IVF Laboratory Procedures PGD Genetic Diagnosis

In IVF applications, embryos are selected between 2nd and 5th days and transferred to the expectant mother. Usually, 1 to 2 embryos of the highest quality according to their appearance (morphology) are selected among the others and transferred. Although the embryos with best appearances were transferred, implantation and clinical pregnancy rates still have not reached the desired levels. Miscarriage is seen at rates of up to 15-20% within the first 3 months after pregnancy occurs. Recent studies have shown that chromosomal disorders play an important role in the non-adherence of embryos.

Aneuploidy is seen in 30-50% of embryos obtained during IVF treatment. It has been revealed that although the transferred embryos are of good quality, there still may be a genetic defect. Embryos that are not genetically healthy have little or no chance of conceiving (autosomal monosomies). Even If pregnancy occurs, a significant portion results in miscarriage, and while it results in stillbirth or baby with congenital anomaly at lower rates.

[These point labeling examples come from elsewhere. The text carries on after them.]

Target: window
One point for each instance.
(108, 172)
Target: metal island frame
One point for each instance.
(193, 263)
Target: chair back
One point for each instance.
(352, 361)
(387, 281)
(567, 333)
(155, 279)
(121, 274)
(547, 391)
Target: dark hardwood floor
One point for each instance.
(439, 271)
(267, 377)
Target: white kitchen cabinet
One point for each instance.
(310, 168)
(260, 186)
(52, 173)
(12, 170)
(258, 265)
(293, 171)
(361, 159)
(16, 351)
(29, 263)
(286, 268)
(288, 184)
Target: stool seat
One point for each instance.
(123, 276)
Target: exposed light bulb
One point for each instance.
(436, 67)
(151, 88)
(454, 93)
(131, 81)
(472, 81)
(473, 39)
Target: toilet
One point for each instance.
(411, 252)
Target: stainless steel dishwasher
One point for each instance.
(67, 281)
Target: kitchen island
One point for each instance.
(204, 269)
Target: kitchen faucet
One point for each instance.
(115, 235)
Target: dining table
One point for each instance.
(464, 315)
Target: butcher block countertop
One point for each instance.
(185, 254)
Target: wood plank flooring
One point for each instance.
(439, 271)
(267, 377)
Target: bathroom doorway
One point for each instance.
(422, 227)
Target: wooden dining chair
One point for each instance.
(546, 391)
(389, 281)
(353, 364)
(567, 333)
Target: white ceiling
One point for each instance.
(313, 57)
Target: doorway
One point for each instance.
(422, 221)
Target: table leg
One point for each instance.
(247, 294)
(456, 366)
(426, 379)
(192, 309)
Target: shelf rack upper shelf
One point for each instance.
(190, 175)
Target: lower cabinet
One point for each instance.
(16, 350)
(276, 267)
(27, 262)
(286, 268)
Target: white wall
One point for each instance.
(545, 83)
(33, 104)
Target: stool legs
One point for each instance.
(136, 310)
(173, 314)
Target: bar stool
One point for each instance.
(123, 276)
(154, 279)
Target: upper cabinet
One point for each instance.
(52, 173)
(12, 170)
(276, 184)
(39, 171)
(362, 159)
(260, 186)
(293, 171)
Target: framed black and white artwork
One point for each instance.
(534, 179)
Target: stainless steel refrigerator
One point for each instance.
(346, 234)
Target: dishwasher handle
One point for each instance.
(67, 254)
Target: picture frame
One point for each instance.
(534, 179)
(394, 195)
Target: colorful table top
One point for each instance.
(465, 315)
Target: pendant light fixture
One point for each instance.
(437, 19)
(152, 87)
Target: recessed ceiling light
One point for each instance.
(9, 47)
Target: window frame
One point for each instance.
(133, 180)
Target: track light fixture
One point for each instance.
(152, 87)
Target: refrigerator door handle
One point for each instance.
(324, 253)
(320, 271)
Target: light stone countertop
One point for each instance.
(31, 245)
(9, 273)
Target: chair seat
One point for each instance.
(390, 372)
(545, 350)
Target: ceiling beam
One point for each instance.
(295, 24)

Pre-implantation genetic diagnosis (PGD) has entered in vitro fertilization practices in recent years. Genetically normal and abnormal embryos can be detected with the PGD method. Numerical chromosomal disorders in embryos can be distinguished by performing aneuploidy screening. Aneuploidy screening is recommended for approximately 10% of patients presenting for IVF. With the application of PGD to these 10% of patients, this negative course can be significantly corrected by transferring normal embryos. The importance of PGD in vitro fertilization is gradually increasing and more and more patients are advised to undergo PGD. In this way, it is aimed to increase the pregnancy chances of couples applying for IVF and to reduce the possibility of miscarriage.

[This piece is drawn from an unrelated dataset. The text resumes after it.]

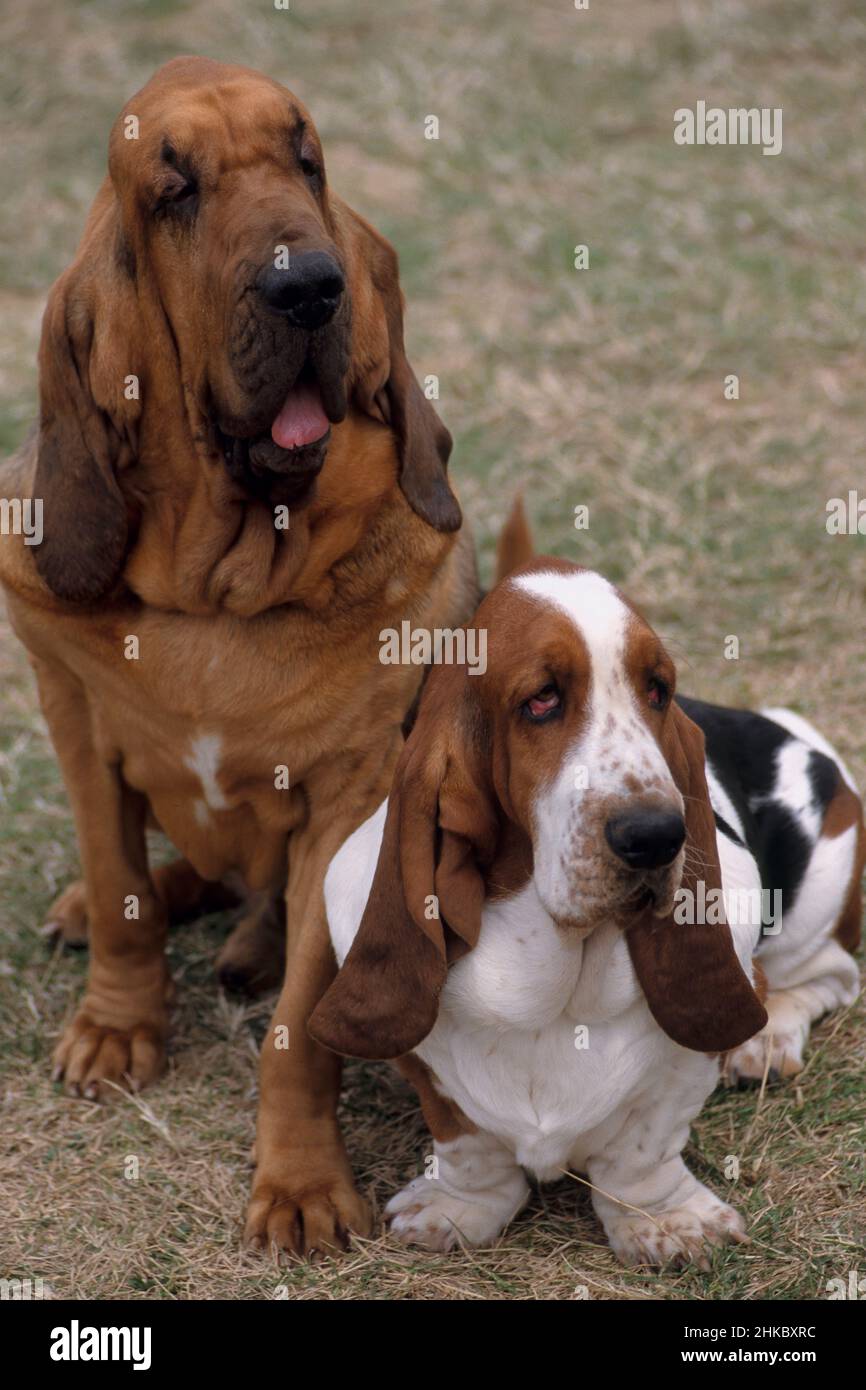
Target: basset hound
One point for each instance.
(241, 484)
(534, 922)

Although numerical chromosomal problems can be detected in embryos with aneuploidy screening, since the diagnosis is made according to 1 to 2 cells, it does not exclude possible mosaicism in embryos. Recent publications demonstrate that 20-30% of developing embryos may have differences in the number of chromosomes (mosaicism) in their cells (blastomeres). We know that a certain degree of chromosomally mosaic embryos can be considered normal and even these embryos can normalize themselves (self-correction) in the early stages of embryonic development. Therefore, aneuploidy screening cannot be applied to every IVF patient, it is advised especially to certain patient groups with recurrent pregnancy losses or chromosomal mosaicism in the mother or father.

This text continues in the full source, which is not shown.